= Joseph H. Patterson =

Joseph Heste Patterson (August 15, 1912 – May 23, 1939) was an American naval officer who also competed at the 1936 Summer Olympics. He went by "Pat" Patterson while in the Navy.

==Early life==
A native of Oklahoma City, Oklahoma, Patterson graduated from the United States Naval Academy in 1936. While at the Naval Academy, he competed for the track team. That same year, he finished second in the 400 m hurdles at the US Olympic trials for the 1936 Games in Berlin. At the Berlin Games, he finished fourth in 400 m hurdles event, losing out on the bronze medal to Miguel White of the Philippines by 0.2 seconds.

He married Elizabeth "Betty" Greenlee in 1938.

==Naval career==
After the Olympics, Patterson served aboard the cruiser as an ensign. He would serve from May 1936 to May 1938. After transferring to the submarine fleet, Patterson completed training at the submarine school in New London, Connecticut before being assigned to the USS Squalus in October 1938.

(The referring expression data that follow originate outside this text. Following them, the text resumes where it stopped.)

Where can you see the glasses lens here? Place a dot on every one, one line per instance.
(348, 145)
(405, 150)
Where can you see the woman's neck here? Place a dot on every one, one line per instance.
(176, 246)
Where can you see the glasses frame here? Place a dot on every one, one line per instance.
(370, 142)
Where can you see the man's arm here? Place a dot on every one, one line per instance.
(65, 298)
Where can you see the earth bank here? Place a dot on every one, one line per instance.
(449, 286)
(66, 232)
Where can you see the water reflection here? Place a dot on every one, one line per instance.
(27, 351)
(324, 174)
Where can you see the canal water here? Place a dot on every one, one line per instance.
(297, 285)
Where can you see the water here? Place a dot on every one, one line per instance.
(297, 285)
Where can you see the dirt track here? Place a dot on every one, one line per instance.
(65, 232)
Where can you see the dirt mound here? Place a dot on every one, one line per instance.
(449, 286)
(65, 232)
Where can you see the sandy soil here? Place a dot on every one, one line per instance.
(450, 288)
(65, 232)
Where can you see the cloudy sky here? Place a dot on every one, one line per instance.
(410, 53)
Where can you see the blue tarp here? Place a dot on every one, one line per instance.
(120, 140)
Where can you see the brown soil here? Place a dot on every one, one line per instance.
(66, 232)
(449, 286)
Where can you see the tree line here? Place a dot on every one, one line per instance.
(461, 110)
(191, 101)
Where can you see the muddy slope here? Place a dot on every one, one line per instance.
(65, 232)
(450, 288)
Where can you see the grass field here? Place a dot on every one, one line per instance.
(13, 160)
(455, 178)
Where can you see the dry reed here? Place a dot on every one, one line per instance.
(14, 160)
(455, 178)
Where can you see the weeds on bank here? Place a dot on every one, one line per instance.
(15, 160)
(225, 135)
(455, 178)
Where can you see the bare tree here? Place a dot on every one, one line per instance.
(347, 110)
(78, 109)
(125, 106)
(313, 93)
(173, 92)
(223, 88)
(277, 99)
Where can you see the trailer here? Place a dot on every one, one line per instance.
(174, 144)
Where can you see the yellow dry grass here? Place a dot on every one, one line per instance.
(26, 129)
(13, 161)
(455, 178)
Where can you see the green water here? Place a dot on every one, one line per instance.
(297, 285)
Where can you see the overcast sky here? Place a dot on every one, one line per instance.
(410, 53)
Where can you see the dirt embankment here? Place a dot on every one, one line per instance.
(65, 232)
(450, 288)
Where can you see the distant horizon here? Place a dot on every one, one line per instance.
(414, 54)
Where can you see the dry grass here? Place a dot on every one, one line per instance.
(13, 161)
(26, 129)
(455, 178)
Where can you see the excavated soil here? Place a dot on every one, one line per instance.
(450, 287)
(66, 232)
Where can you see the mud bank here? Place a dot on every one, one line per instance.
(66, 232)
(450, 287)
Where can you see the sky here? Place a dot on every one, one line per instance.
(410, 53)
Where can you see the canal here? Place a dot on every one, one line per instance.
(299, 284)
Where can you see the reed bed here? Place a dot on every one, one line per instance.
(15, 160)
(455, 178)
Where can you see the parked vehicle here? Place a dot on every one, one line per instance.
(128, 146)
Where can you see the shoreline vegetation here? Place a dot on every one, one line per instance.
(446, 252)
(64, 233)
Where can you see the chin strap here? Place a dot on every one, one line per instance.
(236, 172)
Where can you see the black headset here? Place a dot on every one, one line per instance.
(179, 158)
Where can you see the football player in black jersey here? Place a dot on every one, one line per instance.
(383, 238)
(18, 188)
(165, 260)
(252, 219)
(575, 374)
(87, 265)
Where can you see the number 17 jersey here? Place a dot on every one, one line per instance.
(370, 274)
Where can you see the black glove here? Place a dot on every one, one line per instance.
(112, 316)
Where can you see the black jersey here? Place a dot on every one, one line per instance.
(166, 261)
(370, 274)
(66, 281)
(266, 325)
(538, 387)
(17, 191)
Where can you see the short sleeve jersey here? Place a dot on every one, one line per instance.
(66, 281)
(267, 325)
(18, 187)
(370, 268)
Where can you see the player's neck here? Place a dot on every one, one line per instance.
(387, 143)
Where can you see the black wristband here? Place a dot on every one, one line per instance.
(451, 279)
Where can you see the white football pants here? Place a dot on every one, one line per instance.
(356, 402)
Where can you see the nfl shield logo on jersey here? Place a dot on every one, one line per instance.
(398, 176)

Patterson lost his life aboard the Squalus on May 23, 1939 when the main induction valve failed to close off the Isles of Shoals. This caused the aft torpedo room, both engine rooms, and the crew's quarters to be flooded. He was one of 26 men to drown immediately, and the only officer to die in the accident. The rest of the surviving crew was rescued by the USS Falcon led by Lieutenant Commander Charles "Swede" Momsen and the Squalus was refloated where Patterson and his dead crewmates were recovered.

Patterson is buried in Arlington National Cemetery. He was posthumously promoted to Lieutenant (junior grade).